Likewise, you have to config the the following fields in the config file for noise augmentation
muse_speech: <musan_split/speech.list> #replace with your actual path
muse_speech_srn_high: 15.0
muse_speech_srn_low: 12.0
muse_music: <musan_split/music.list> #replace with your actual path
muse_music_srn_high: 15.0
muse_music_srn_low: 5.0
muse_noise: <musan_split/noise.list> #replace with your actual path
muse_noise_srn_high: 15
muse_noise_srn_low: 5.0
The testing split of VoxCeleb 1 is used for measuring the performance of speaker verification duration training and after the training completes. You will need to download the data and unzip into a folder, e.g, ./data/voxceleb/test/
.
Then download the text files which list utterance pairs to compare and the true labels indicating whether the utterances come from the same speaker. There are multiple trials and we will use veri_test2.

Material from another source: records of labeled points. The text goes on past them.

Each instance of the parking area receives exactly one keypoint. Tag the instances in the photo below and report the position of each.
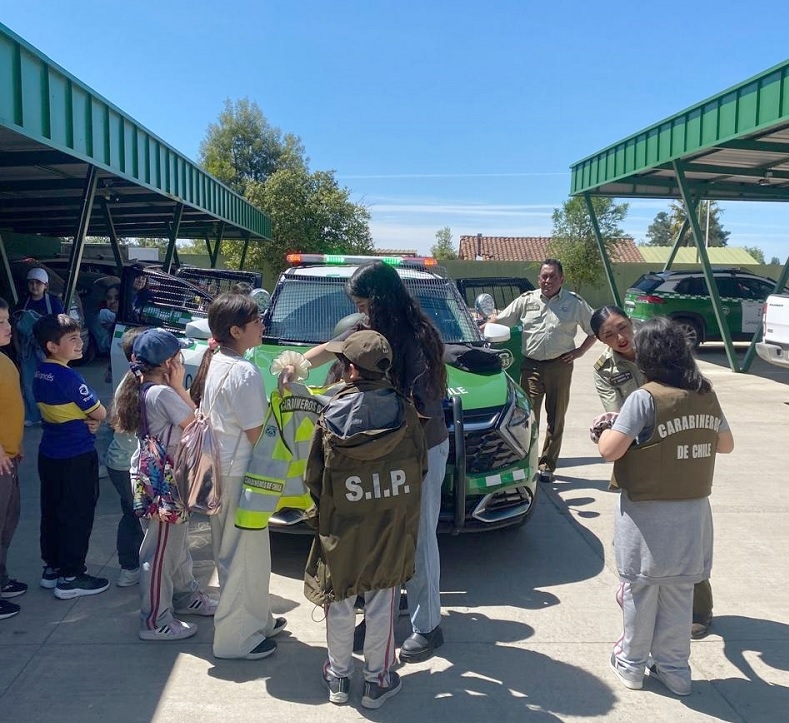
(529, 614)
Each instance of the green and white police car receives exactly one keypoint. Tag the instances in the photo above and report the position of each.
(491, 478)
(684, 297)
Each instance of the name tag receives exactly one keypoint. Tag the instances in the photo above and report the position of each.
(621, 378)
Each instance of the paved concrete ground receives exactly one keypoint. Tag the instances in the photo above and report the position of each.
(529, 615)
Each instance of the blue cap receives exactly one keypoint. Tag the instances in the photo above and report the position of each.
(156, 346)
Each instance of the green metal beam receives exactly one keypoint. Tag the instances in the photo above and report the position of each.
(79, 236)
(712, 287)
(603, 251)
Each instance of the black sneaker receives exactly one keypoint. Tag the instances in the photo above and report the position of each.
(8, 610)
(68, 588)
(339, 688)
(13, 588)
(375, 696)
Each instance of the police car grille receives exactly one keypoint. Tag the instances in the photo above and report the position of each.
(486, 451)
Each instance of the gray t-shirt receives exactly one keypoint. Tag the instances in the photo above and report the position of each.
(165, 411)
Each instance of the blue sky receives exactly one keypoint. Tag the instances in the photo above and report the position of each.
(433, 113)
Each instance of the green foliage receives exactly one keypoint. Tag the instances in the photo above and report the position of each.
(756, 252)
(574, 242)
(659, 231)
(309, 210)
(443, 249)
(242, 147)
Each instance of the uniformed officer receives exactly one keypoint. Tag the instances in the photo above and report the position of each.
(616, 377)
(550, 317)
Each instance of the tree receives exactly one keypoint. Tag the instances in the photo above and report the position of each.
(242, 147)
(659, 231)
(756, 252)
(309, 210)
(443, 249)
(657, 235)
(574, 242)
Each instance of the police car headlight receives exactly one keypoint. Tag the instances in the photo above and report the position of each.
(515, 423)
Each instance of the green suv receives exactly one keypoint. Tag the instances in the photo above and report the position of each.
(684, 297)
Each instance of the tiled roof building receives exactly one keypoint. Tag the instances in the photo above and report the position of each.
(528, 248)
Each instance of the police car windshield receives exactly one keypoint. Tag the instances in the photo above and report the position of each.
(306, 309)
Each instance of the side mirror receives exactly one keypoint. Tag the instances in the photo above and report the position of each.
(485, 306)
(496, 332)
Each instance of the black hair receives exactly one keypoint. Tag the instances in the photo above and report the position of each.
(554, 262)
(225, 311)
(603, 314)
(395, 314)
(664, 355)
(52, 328)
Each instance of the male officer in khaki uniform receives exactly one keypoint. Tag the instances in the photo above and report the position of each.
(550, 317)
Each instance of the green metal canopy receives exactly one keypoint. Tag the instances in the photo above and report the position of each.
(55, 129)
(731, 147)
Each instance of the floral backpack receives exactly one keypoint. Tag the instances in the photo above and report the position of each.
(155, 491)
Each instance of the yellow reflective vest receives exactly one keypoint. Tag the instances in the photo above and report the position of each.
(275, 477)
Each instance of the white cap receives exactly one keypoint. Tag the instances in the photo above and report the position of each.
(38, 274)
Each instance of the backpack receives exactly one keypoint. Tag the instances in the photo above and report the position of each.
(196, 467)
(153, 484)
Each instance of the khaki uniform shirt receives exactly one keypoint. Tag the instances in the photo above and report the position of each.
(549, 325)
(616, 378)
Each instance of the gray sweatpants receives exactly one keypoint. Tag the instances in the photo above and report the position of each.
(380, 610)
(657, 620)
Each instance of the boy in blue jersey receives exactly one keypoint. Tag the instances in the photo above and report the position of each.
(68, 465)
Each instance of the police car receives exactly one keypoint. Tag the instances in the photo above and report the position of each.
(491, 478)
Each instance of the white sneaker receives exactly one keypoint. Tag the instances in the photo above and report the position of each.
(200, 604)
(174, 630)
(127, 578)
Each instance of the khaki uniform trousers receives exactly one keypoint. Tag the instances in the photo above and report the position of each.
(549, 381)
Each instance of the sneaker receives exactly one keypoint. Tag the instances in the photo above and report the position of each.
(279, 625)
(68, 588)
(127, 578)
(8, 610)
(675, 683)
(627, 679)
(200, 604)
(375, 696)
(265, 648)
(339, 688)
(49, 578)
(13, 588)
(174, 630)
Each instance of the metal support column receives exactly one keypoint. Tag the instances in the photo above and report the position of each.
(114, 245)
(603, 252)
(79, 237)
(173, 230)
(244, 251)
(677, 243)
(690, 212)
(8, 277)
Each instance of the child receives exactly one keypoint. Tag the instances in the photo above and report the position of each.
(157, 391)
(663, 528)
(364, 472)
(68, 465)
(230, 391)
(36, 304)
(118, 461)
(11, 429)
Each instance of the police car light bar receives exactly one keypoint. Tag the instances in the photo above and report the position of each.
(330, 259)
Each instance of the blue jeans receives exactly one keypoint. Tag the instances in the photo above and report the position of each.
(424, 600)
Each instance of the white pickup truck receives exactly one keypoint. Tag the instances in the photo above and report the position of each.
(774, 347)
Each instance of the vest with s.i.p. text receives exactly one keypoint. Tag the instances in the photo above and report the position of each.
(275, 476)
(678, 460)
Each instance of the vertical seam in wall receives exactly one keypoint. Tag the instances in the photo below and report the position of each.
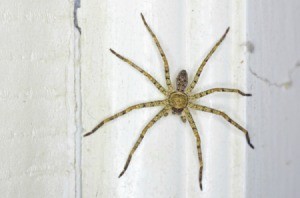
(78, 100)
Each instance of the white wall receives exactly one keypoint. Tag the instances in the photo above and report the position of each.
(273, 114)
(36, 99)
(166, 164)
(57, 84)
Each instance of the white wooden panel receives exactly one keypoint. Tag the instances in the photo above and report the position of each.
(165, 165)
(273, 35)
(36, 100)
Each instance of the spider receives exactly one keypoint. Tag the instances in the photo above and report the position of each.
(179, 100)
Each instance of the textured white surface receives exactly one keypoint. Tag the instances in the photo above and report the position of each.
(274, 111)
(36, 99)
(165, 164)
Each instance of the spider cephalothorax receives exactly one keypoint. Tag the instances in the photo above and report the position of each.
(179, 101)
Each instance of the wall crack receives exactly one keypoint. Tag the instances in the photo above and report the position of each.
(286, 84)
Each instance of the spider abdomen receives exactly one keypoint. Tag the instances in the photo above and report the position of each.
(181, 81)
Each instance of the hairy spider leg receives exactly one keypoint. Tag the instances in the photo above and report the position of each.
(162, 54)
(210, 91)
(225, 116)
(151, 78)
(196, 134)
(196, 78)
(183, 118)
(127, 110)
(142, 135)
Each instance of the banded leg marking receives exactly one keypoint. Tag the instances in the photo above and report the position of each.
(196, 134)
(127, 110)
(196, 78)
(210, 91)
(141, 137)
(151, 78)
(225, 116)
(162, 54)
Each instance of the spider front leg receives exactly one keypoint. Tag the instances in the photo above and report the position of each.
(183, 117)
(210, 91)
(196, 134)
(162, 54)
(151, 78)
(199, 71)
(142, 135)
(127, 110)
(225, 116)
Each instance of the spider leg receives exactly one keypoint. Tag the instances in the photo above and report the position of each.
(137, 143)
(195, 80)
(225, 116)
(195, 131)
(162, 54)
(210, 91)
(183, 117)
(127, 110)
(153, 80)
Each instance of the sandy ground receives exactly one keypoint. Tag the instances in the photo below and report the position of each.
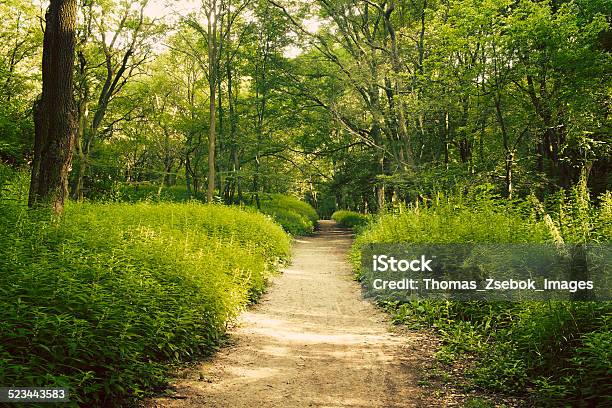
(311, 342)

To train your model from scratch, first create a folder(workspace) by
cd egs
mkdir <your_example>
cd <your_example>
cp ../resnet/config.yaml . #Copy an example config to your workspace
Then change the config file accordingly to make sure all audio files can be correctly located(including the files used for data augmentation). Also you can change the training and model hyper-parameters to suit your need.
Finally start your training by
python ../../train.py -c config.yaml -d gpu:0
First download the checkpoints for resnet or ecapa-tdnn,
checkpoint | size | eer |
---|---|---|
ResnetSE34 + SAP + CMSoftmax | 26MB | 0.93% |
ecapa-tdnn + AAMSoftmax | 80MB | 1.10% |
Then prepare the test dataset as described in Testing datasets, and set the following path in the config file,
mean_std_file: ../../data/stat.pd
test_list: ../../data/veri_test2.txt
test_folder: ../../data/voxceleb1/
To compute the eer using resnet, run:
cd egs/resnet/
python ../../test.py -w <checkpoint path> -c config.yaml -d gpu:0
which will result in eer 0.00931.
for ecapa-tdnn, run:
cd egs/ecapa-tdnn/
python ../../test.py -w <checkpoint path> -c config.yaml -d gpu:0
which gives you eer 0.0105.
We compare our results with voxceleb_trainer.
The test list is veri_test2.txt, which can be download from here VoxCeleb1 (cleaned)
model | config | checkpoint | eval frames | eer |
---|---|---|---|---|
ResnetSE34 + ASP + softmaxproto | - | baseline_v2_ap | 400 | 1.06% |
ResnetSE34 + ASP + softmaxproto | - | baseline_v2_ap | all | 1.18% |
model | config | checkpoint | eval frames | eer |
---|---|---|---|---|
ResnetSE34 + SAP + CMSoftmax | config.yaml | checkpoint | all | 0.93% |
ECAPA-TDNN + AAMSoftmax | config.yaml | checkpoint | all | 1.10% |
[1] Hu J, Shen L, Sun G. Squeeze-and-excitation networks, Proceedings of the IEEE conference on computer vision and pattern recognition. 2018: 7132-7141
[2] Desplanques B, Thienpondt J, Demuynck K. Ecapa-tdnn: Emphasized channel attention, propagation and aggregation in tdnn based speaker verification[J]. arXiv preprint arXiv:2005.07143, 2020.